When Amy, from Liverpool, met Callum in 2016 she was using the contraceptive injection, after using various forms of birth control – including the pill and implant – since the age of 13.
‘I first went on the pill because I had terrible period pains and my doctor said it was the only way to manage it,’ she says.
‘From then, I switched from one contraceptive to another, experiencing side effects such as blood clotting, low mood and an ovarian cyst.’
When Amy and Callum met, she says it was ‘love at first sight.’ ‘I think I initially liked him more than he liked me,’ she laughs. ‘He was tall, handsome and made my anxieties disappear. I was so into him.’
The couple’s relationship went from strength to strength, but in 2020, Amy decided to stop using contreception.
‘I didn’t want to deal with the side affects anymore,’ she says, ‘and I’d been on it for so long, I thought it was time to stop.’
But after about six months, Amy says she realised she’d got ‘the ick’.
‘It seemed to happen over night. One minute, I’m planning my future children with Callum, and the next, I didn’t want to touch him. My sex drive was so low and while we still had sex, I was never the one to initiate it.
‘It was awful, because I was so certain Callum was the love of my life, so why did I feel this way? I worried I was falling out of love with him.’
And Callum noticed that something was wrong too. Amy says: ‘He would ask me what was going on, but I made excuses that I was tired or overwhelmed with work.
‘I thought if I just ignored the problem, it wouldn’t affect either of us.
‘It broke my heart to see him putting in extra effort with me. He’d arrange big nights out for us – even though he doesn’t really like them – and he even got a second dog thinking it would improve my mood.’
Eventually, Amy went to the GP with her concerns. ‘I wondered if I might have endometriosis as I’d heard that could affect libido. I was referred for a scan but they found nothing suspicious.
‘They told me I could try the coil and that was about it. I felt like I was going crazy.’
It wasn’t until Amy saw a video on TikTok, that things became clear. She says: ‘I saw a video on post-pill clarity and it was like they were talking about me. It made so much sense.
‘Knowing that this was happening to other women gave me the courage to talk to Callum about what was going on.
‘He was so relieved – he’d been thinking that I didn’t love him anymore.’
It’s thought the changes in perceived attractiveness could be down to a fluctuation in hormones.
Consultant obstetrician and gynaecologist, Ashfaq Khan explains: ‘Studies over the years have delivered conflicting results, but there is a theory that hormonal contraception may lower a woman’s libido – and therefore attraction to her partner – by lowering levels of testosterone in the body.

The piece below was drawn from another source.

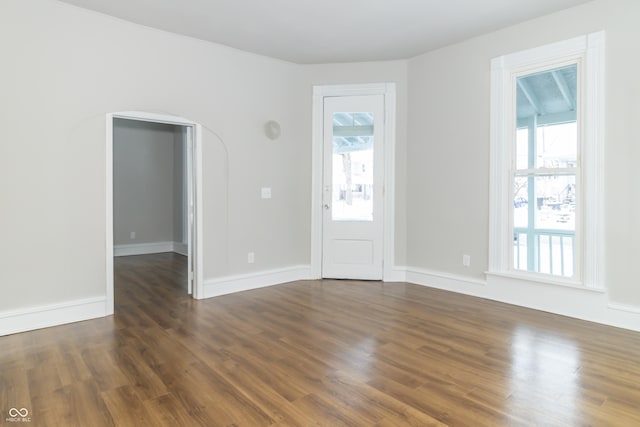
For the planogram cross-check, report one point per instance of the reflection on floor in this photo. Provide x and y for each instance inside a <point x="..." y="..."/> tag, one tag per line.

‘This however, is still up for debate among medical professionals.’
However, Ashfaq says it’s important to talk to your GP about side effects. ‘Don’t simply accept side effects that have a significant and negative effect on your life.
‘Speak to your GP who may change your method of contraception or refer you to a counsellor. Fortunately, there are many other methods of contraception available including the mini pill, IUD, female condoms and diaphragms. ‘
Thankfully, Amy says she and Callum are back on track – and better than ever.
She says: ‘I don’t know if it’s a case of my hormones balancing themselves out, but I feel like my old self again.
‘I’m so glad that Callum stuck by me throughout, and that neither of us made any rash decisions.
‘More women need to be aware of this side effect – it completely changed who I was as a woman, almost cost me my relationship.’